Malgré un bilan marqué par une myriade de mesures prises en faveur de l’écologie, Denis Baupin ne fait pas l’unanimité au sein de son parti, à cause de son côté « froid », « centralien ». Sergio Coronado, qui l’a côtoyé lorsqu’il était adjoint au maire du 14e arrondissement de Paris, évoquait un homme « sans charisme et sans générosité ». Plus récemment, on lui a reproché sa complaisance envers le gouvernement socialiste, et ses prises de position controversées.

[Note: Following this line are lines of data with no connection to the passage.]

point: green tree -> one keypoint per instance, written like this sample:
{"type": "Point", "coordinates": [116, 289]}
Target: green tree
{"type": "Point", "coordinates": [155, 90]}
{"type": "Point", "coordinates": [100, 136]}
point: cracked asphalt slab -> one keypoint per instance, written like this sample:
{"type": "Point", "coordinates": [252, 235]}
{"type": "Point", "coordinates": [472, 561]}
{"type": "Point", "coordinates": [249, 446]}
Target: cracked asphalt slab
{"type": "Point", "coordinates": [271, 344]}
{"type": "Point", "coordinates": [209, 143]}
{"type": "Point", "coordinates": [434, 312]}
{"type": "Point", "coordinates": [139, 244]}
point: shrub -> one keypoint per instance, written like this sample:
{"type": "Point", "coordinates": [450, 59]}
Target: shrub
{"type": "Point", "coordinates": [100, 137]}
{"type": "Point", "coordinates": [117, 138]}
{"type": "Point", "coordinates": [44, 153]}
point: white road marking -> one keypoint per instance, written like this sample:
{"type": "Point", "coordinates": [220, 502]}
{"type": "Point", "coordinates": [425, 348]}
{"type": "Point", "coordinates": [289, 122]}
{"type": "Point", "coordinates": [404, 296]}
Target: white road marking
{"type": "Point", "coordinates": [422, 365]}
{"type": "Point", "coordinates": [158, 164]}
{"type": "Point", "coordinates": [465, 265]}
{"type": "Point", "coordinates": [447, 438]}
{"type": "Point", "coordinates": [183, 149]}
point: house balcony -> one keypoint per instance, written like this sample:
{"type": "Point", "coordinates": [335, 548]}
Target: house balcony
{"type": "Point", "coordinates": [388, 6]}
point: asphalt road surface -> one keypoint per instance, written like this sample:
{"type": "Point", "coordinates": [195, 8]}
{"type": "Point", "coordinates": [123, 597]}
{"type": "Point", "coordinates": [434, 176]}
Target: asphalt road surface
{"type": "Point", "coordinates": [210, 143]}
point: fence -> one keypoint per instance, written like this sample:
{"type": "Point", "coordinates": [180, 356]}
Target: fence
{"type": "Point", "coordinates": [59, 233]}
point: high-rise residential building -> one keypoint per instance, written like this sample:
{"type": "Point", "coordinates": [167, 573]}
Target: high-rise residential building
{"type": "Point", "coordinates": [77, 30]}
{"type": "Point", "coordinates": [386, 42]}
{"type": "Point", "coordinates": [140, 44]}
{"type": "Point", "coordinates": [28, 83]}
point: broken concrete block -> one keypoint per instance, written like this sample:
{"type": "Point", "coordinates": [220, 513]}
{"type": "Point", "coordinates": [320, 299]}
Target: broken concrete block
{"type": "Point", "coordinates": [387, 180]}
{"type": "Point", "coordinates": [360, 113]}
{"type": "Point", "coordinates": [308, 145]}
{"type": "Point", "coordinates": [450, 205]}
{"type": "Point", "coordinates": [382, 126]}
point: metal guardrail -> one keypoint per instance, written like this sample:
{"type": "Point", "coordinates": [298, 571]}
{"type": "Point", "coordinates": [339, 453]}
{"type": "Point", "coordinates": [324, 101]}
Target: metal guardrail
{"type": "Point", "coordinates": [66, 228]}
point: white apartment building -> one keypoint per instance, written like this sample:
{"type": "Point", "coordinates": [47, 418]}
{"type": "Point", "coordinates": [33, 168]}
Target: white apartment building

En 2015, le député de Paris a notamment salué le travail de Ségolène Royal concernant la loi sur la transition énergétique. Son choix de voter la loi renseignement, comme celui d’approuver la réforme constitutionnelle, lui a créé de sérieuses difficultés au sein d’Europe Ecologie-Les Verts (EELV). Le départ d’Emmanuelle Cosse – son épouse depuis juin 2015 – l’a convaincu de quitter le parti, le 18 avril 2016, après vingt-sept ans de cotisations.
Denis Baupin avait d’ailleurs commencé à préparer sa sortie. Le 9 avril, il a mis sur pied, au côté de sa femme, un club de réflexion avec pour objectif de permettre aux organisations politiques écologistes d’être « en capacité de peser, et non de régresser ». Alors que le parquet de Paris a ouvert mardi 10 mai une enquête préliminaire sur les accusations d’agressions sexuelles visant Denis Baupin, les ambitions politiques de ce dernier risquent de connaître un sérieux coup d’arrêt.